Tikrit, about 90 miles north of Baghdad, is marked by Hussein’s legacy. The Tikrit Mosque, still known by locals as the Great Mosque of Saddam, and scores of Hussein-era palaces occupy the city’s best riverfront real estate. Writing on one wall reads: “The Martyr Hero Saddam Hussein.”

But there are signs of progress, too. At least five private housing projects are rising, developed by companies from Turkey, China, the United Arab Emirates and by local Iraqi entrepreneurs. A few people drive Chrysler 300s, known in Iraq as “Obamas,” apparently because the U.S. president used to drive one.

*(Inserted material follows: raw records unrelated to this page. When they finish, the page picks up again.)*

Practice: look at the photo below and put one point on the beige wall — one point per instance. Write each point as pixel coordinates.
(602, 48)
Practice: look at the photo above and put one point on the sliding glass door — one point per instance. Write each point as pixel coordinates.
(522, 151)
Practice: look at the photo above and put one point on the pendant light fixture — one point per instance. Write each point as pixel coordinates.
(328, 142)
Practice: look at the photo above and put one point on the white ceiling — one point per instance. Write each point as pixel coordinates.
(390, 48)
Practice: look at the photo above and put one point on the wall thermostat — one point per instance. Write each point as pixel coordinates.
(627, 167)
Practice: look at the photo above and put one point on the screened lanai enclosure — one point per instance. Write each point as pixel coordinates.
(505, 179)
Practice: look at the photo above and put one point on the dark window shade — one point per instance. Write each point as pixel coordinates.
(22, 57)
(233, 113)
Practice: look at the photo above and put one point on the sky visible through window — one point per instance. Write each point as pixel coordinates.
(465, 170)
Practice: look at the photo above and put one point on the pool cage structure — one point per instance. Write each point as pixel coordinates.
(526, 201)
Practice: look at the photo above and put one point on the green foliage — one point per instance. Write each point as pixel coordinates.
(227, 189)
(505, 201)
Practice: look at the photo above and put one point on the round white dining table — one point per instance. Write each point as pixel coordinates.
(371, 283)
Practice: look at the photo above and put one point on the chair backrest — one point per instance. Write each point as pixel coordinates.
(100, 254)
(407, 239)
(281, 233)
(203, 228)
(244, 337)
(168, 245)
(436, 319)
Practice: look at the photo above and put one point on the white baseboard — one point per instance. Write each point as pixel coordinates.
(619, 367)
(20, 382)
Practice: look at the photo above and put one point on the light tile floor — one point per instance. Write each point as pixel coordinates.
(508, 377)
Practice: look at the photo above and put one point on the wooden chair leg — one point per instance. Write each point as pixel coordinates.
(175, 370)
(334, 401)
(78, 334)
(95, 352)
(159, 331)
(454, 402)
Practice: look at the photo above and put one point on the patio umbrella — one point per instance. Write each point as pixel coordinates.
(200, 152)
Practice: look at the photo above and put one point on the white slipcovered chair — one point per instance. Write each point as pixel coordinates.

A few miles down the road, in the tiny town of ad-Dawr, a little Ferris wheel lit up the sky one recent evening, its lights in happy jelly-bean colors casting a glow over laughing children. Kids climbed on the merry-go-round and families ate grilled chicken dinners, all about 300 yards from the spot where Hussein was captured by U.S. troops in December 2003.

Residents recalled how the town’s shops stayed closed during the subsequent years of fighting. But now, with the last U.S. troops gone, the town is coming back to life. A month ago, Marwan Malik, who grew up in Dawr, opened this little amusement park and small hotel along the banks of the Tigris River with three partners and $200,000.

Wamidh Mzahim, 30, and his wife, Marwa Mahfodh, 28, sat at one of the outdoor tables, celebrating their wedding anniversary with their 2-year-old son.

“Iraq in general is getting better and better economically,” said Mahfodh, shielding her eyes from a hot wind blowing a fine sandy silt up the river. “Now that the Americans have left, we will start to develop ourselves, by ourselves.”

Jabbar Yaseen contributed to this article.